PHOENIX - A pair of non-Arizonans are riding to the rescue of the Grand Canyon State, intent on saving the economy from the threat of a boycott by opponents of the new immigration enforcement law.

Gina Louden of St. Louis, organizer of the Buycott Arizona Campaign, and Phillip Dennis, founder of the Dallas Tea Party, hope to persuade others from across the country to come to Arizona this holiday weekend and spend some money to show they support the tough new law.

Louden said the state and its businesses are under attack from those who oppose SB 1070. Several groups have canceled conventions and conferences scheduled for the state, and some businesses with a major Arizona presence are being targeted for boycotts.

She said she hopes her campaign, which includes a rally Saturday night in Tempe, counteracts all that.

Dennis said his group's interest is its belief that laws need to be obeyed.

"If we don't follow the immigration laws, why should Americans follow tax laws or traffic laws or any other law?" he asked.

"There are consequences for not following those laws," Dennis continued. "I think Arizona's a perfect example of those negative consequences."

At a Phoenix news conference to promote the rally, Louden said, "I know that patriotic people love to talk with their pocketbooks."

She said her group has proved that point before, citing a boycott of Whole Foods after the company CEO criticized the Obama health-care plan. She said her group managed to counter that boycott, to the point that the firm's stock actually increased in value.
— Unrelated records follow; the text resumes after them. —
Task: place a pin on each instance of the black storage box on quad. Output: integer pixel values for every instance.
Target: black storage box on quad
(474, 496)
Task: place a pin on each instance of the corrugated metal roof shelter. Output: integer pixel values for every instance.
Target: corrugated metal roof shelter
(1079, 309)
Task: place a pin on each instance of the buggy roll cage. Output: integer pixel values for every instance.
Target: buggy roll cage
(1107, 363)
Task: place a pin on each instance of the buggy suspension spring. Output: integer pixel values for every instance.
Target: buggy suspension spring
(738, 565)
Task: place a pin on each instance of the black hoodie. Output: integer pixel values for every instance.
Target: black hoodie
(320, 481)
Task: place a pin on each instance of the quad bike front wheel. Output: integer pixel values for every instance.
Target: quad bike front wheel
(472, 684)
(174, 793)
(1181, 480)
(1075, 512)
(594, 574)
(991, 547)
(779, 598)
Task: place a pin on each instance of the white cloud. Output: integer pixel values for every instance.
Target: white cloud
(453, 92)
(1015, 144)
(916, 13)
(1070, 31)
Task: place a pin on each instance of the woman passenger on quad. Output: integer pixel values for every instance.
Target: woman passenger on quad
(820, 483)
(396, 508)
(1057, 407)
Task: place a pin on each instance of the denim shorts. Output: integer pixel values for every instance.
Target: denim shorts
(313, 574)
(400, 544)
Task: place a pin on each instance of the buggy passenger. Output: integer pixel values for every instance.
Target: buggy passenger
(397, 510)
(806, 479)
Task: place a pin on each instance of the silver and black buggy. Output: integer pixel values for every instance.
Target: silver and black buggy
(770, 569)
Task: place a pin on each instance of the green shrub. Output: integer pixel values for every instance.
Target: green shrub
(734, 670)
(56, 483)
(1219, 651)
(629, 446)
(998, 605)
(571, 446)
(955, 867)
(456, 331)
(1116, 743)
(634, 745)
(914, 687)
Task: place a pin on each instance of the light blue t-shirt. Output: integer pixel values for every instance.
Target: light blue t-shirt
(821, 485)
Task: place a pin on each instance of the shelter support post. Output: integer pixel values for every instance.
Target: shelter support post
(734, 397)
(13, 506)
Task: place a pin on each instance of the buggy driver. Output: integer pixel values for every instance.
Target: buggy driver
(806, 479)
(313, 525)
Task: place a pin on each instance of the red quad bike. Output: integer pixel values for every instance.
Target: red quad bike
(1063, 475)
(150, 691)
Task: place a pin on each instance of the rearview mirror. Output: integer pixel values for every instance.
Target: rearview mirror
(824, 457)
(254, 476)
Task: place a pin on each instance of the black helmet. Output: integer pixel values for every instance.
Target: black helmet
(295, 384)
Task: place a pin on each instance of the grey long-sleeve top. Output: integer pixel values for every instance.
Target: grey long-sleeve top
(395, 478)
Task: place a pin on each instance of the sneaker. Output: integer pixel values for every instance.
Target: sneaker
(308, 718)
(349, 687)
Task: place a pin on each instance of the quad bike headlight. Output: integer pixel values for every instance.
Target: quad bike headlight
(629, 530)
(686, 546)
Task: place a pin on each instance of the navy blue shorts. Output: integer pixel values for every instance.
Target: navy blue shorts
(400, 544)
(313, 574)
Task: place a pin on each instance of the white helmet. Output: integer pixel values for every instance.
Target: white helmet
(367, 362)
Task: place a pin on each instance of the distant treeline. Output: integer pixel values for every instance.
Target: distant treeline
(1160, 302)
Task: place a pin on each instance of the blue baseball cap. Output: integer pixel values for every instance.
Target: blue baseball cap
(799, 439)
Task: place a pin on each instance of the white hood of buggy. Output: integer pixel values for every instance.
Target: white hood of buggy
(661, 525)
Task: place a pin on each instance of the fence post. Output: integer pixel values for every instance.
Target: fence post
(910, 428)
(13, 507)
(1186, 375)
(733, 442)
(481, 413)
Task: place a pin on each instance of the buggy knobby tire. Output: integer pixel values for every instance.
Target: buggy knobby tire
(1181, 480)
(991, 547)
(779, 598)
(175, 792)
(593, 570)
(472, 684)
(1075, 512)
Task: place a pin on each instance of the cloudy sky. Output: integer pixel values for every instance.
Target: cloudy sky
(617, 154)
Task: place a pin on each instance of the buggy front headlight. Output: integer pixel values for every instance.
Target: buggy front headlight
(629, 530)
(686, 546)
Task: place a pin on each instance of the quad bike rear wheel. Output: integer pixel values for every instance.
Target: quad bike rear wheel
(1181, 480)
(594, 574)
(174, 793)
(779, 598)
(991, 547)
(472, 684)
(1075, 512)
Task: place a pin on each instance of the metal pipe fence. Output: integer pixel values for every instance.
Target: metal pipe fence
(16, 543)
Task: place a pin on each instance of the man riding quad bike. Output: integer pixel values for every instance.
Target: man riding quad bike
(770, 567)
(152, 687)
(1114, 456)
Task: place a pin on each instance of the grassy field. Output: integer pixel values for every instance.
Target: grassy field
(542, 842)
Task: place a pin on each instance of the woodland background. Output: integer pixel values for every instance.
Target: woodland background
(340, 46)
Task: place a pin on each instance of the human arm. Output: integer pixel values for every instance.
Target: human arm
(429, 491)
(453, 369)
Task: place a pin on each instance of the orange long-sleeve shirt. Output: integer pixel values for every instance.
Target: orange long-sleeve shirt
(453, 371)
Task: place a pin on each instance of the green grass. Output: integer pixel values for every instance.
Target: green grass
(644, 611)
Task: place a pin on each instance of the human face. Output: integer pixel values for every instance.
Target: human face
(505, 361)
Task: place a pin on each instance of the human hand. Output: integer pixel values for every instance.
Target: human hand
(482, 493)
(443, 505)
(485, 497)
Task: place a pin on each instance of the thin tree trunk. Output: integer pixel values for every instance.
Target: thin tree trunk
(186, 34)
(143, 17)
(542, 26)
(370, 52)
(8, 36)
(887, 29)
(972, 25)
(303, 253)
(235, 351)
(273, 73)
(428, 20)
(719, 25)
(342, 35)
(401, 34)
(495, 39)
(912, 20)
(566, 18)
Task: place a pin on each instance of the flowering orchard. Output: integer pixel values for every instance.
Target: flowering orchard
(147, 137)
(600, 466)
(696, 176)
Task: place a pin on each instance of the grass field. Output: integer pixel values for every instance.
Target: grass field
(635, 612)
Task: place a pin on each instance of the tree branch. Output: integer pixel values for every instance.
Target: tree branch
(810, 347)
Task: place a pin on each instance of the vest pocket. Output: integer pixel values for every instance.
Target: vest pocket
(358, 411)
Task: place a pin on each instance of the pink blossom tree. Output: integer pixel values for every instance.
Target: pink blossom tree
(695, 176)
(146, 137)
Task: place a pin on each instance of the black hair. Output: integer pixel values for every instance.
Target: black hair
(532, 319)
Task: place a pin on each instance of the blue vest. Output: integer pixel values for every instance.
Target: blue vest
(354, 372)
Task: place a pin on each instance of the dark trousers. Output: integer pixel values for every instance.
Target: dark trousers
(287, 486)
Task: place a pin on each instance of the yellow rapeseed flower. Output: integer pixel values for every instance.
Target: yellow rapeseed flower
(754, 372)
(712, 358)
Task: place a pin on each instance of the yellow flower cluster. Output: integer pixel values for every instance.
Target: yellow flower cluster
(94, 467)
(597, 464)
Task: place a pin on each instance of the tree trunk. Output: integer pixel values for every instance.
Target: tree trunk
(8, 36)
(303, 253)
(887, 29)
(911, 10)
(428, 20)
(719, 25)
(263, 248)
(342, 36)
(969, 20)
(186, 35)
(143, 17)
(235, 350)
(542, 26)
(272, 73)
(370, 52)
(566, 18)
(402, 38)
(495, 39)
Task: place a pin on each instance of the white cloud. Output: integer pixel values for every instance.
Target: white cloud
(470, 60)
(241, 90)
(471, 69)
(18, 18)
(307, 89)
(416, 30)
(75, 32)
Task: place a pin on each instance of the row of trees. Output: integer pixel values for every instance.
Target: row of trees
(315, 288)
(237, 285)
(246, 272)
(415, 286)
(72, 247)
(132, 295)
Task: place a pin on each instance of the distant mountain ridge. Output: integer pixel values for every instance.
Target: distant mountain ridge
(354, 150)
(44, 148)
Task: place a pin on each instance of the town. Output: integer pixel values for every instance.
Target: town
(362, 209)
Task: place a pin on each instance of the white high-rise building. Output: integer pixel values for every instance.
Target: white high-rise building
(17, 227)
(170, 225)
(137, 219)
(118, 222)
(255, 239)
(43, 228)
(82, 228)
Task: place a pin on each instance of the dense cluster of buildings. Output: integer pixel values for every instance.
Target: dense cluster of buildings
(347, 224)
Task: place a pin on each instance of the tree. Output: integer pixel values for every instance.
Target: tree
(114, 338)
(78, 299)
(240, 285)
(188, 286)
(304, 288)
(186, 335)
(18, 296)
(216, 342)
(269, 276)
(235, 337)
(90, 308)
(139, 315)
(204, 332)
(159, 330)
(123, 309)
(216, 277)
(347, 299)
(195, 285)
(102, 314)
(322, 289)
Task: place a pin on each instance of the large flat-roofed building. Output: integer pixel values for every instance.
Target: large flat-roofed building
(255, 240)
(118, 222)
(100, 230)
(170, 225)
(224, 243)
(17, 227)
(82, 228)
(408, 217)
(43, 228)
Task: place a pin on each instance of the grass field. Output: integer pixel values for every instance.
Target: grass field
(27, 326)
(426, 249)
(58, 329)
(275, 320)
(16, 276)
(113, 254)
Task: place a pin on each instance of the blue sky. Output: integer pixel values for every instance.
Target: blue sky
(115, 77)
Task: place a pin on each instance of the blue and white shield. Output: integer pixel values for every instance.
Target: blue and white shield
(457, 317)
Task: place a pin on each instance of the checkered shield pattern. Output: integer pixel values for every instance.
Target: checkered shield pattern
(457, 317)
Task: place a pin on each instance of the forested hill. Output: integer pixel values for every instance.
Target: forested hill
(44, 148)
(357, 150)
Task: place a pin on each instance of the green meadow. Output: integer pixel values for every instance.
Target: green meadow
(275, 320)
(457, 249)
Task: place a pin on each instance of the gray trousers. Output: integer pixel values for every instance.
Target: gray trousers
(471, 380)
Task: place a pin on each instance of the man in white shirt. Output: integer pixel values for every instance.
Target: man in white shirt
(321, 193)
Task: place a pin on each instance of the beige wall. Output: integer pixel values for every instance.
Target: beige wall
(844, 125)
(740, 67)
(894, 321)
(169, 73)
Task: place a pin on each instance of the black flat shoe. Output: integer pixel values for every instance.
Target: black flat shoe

"My guess is if enough patriots join this effort, we'll be able to offset any damage (boycotters) will be able to do," Louden said.

But Louden said the issue is more than just Arizona and its fight against illegal immigration.

"Arizona we feel is America's Alamo in the fight against illegal and dangerous entry into the United States," she said.

"Our border guards and all of Arizona law enforcement are undermanned, undergunned, taxed to the limit, front-line defenders trying to hold back the invasion," Louden continued.

"We are calling on all America, from the president to every consumer to defend our Alamo in the best way that they have to do so," she said, which in this case means supporting Arizona financially.

The rally, set for Saturday evening at Tempe Diablo Stadium, comes just hours after a planned march in Phoenix by opponents of the law. March supporters have predicted crowds of up to 50,000.

Attorney Antonio Bustamante, one of those organizing the anti-1070 march, said part of what they are hoping to do is educate people on how racial profiling will be used to enforce SB 1070.

The law requires police, when practicable, to investigate those they reasonably suspect are not in this country legally when the suspect is stopped for another reason. The current version prohibits police from using race, ethnicity or national origin as one factor in deciding whom to question.

Bustamante said, though, the law still says race and these factors can be used to the extent permitted by the state and federal constitutions, and courts have allowed these to be used as one of several criteria for police to make decisions on whom to question.

He was not persuaded by the fact that racial profiling is, itself, illegal. Bustamante said profiling remains as prevalent "as popcorn is at a movie theater."

Dennis would say only that 1070 backers hope for "thousands," at their event.

He said it's immaterial if more people march against the law than show up at the stadium, citing polls showing that a majority of Americans support the law.